Чтение онлайн

ЖАНРЫ

Новый Мир ( № 7 2009)

Новый Мир Журнал

Шрифт:

 

Отчизна есть то, чего ищет душа наша.

Андрий Бульба

 

Когда в 1842 году вышел в свет первый том «Мертвых душ», жители Полтавской губернии обрадовались чрезвычайно: наконец-то глумливый земляк «пощадил Миргород» [1] ; это не о нас, это о них . Напротив, Осип Сенковский, рецензируя в «Библиотеке для чтения» четырехтомник гоголевских сочинений, усмотрел в «Шинели» (как и в «Ревизоре», и в «Похождениях Чичикова») «все то же»: «напряженную малороссийскую сатиру» [2] . Ведь и «Ревизор», как утверждал Булгарин, изображает провинциальный украинский город, а следовательно, к Великороссии никакого

отношения не имеет.

Сто лет спустя обе стороны все так же не могут прийти к согласию, «кому принадлежит Гоголь» (так называлась одна статья столетней давности). Одни утверждают, что великорусская часть гоголевской души его и погубила; другие беспокоятся, что украинцы Гоголя «присвоят и унесут в НАТО» (дословно цитирую выступление Игоря Золотусского).

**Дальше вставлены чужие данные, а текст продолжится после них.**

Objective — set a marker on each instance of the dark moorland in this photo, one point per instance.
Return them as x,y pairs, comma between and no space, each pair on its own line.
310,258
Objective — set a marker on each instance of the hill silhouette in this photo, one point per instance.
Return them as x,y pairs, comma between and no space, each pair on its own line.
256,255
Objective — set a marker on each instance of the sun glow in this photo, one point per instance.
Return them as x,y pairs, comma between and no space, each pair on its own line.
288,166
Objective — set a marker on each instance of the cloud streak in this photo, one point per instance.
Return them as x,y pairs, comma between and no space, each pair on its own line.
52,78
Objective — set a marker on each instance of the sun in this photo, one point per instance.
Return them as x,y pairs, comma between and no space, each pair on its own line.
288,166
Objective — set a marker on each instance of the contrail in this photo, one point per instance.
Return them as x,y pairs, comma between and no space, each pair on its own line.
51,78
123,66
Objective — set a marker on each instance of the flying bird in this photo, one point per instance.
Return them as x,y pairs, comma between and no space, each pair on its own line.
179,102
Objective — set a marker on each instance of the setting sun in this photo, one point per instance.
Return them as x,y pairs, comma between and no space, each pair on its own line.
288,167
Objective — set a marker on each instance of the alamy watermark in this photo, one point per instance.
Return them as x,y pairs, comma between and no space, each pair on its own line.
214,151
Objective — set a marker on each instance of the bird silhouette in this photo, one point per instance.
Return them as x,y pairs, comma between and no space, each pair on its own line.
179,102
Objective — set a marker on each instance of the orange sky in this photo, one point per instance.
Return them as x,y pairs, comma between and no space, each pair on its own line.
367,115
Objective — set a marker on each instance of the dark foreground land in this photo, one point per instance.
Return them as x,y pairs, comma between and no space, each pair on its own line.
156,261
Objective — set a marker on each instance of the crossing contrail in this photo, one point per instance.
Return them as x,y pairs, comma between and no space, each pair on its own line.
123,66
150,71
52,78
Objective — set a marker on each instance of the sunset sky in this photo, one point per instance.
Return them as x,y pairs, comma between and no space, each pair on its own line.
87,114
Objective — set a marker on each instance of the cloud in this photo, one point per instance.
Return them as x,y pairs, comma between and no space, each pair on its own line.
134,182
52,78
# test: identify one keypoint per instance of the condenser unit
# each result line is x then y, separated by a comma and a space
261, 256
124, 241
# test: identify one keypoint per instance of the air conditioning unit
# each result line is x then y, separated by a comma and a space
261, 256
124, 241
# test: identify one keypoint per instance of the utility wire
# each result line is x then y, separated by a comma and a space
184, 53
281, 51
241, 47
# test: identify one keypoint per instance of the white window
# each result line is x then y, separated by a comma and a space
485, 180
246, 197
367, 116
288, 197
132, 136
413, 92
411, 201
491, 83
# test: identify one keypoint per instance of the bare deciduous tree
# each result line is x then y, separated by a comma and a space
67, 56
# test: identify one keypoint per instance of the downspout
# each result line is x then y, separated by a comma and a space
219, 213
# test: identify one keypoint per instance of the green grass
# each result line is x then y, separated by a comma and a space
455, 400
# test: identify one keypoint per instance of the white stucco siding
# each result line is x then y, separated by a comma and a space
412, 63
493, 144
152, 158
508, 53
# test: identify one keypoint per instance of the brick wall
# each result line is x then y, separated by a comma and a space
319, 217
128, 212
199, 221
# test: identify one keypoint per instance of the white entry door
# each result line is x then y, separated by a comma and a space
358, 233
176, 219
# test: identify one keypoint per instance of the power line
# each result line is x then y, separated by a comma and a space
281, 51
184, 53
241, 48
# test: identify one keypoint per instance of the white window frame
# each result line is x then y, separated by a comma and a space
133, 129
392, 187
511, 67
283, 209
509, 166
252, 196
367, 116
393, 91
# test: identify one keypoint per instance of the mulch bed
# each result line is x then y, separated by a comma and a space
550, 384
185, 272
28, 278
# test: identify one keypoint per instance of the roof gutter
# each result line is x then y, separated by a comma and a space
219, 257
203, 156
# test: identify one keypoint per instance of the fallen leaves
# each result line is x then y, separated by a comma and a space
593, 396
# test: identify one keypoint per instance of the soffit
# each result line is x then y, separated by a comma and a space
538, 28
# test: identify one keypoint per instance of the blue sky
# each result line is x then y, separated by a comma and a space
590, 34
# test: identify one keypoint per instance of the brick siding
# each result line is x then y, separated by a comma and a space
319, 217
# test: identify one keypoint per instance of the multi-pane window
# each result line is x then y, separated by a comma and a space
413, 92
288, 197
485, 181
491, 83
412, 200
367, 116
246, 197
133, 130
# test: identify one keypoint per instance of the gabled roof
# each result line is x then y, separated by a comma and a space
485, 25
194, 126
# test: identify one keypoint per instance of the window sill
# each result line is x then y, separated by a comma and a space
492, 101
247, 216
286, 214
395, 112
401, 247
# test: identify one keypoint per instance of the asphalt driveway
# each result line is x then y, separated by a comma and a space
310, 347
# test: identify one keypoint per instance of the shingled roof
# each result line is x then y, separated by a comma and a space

Между тем необходимо помнить, что, когда в текстах Гоголя и его современников мы встречаем слова «русский» и «малороссийский» применительно к языкам, землям и культурам, к нашим теперешним толкованиям они имеют разве что косвенное отношение. Иная понятийная сетка, иные координаты, в которых возникала каждая новая книга – да что там, каждое высказывание писателей и критиков!

К чести украинского литературоведения (раннесоветского, диаспорного и постсоветского – провал 1930 – 1980-х гг. очевиден и понятен), ему удалось восстановить контекст, в котором происходило становление новой литературы. Название монографии Юрия Луцкого «Между Гоголем и Шевченко» (Мюнхен, 1971) весьма красноречиво, и пространственная метафора вполне адекватна: вот они, два полюса, между которыми расположились все украинцы-литераторы того времени [3] . Не скажу «украинские писатели» – ведь и это понятие требует уточнений.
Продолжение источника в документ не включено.